そして、復興資金のための増税、いわゆる復興増税が行われる可能性もあります。

そうすると、相対的に高所得者よりも、低所得者の方が負担が大きくなり、格差の拡大が日本で広がります。

この復興増税は、地方の人も負担しなければならないので、これが地方の不満につながり、東京と地方の分断も広がります。

さらに、失業者増加・人口減少・日本製品離れなど、首都直下型地震は、日本社会を危機へ陥れる要素が、たくさんあるのです。

首都直下型地震はいつ起こる?

では、この首都直下型地震は、どれくらいの確率で起こると言われているのでしょうか?

政府によって、令和4年に発表された資料によると、首都直下型地震は「30年以内に70%」の確率で起こると言われています。

地震調査委員会は、1703年に発生、マグニチュード8.2の元禄関東地震から、1923年に発生、マグニチュード7.9の関東大震災までの220年間を、1つのサイクルとして、今後のマグニチュード7クラスの大地震の、発生確率を予測。

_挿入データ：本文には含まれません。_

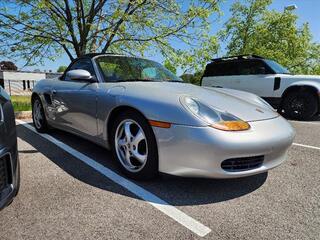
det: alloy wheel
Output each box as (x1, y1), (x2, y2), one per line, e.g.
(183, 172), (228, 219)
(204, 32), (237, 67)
(33, 99), (44, 129)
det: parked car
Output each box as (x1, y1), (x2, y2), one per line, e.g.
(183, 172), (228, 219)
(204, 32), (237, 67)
(201, 55), (320, 120)
(0, 87), (20, 209)
(32, 54), (294, 179)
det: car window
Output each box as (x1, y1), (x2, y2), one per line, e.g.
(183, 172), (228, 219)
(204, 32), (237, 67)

その結果、220年の間に、マグニチュード7クラスの大地震が、8回発生しているので、単純計算すると、27.5年に1回。

これをもとに、地震学で用いられる、将来予測の計算式に当てはめると、今後30年以内に70%、という発生確率が導き出されたのです。

関東大震災から、100年以上が経過した現在、これから活動期に入ると指摘されている、地震活動。

日本の首都・東京を襲う大震災は、いつ起こってもおかしくありません。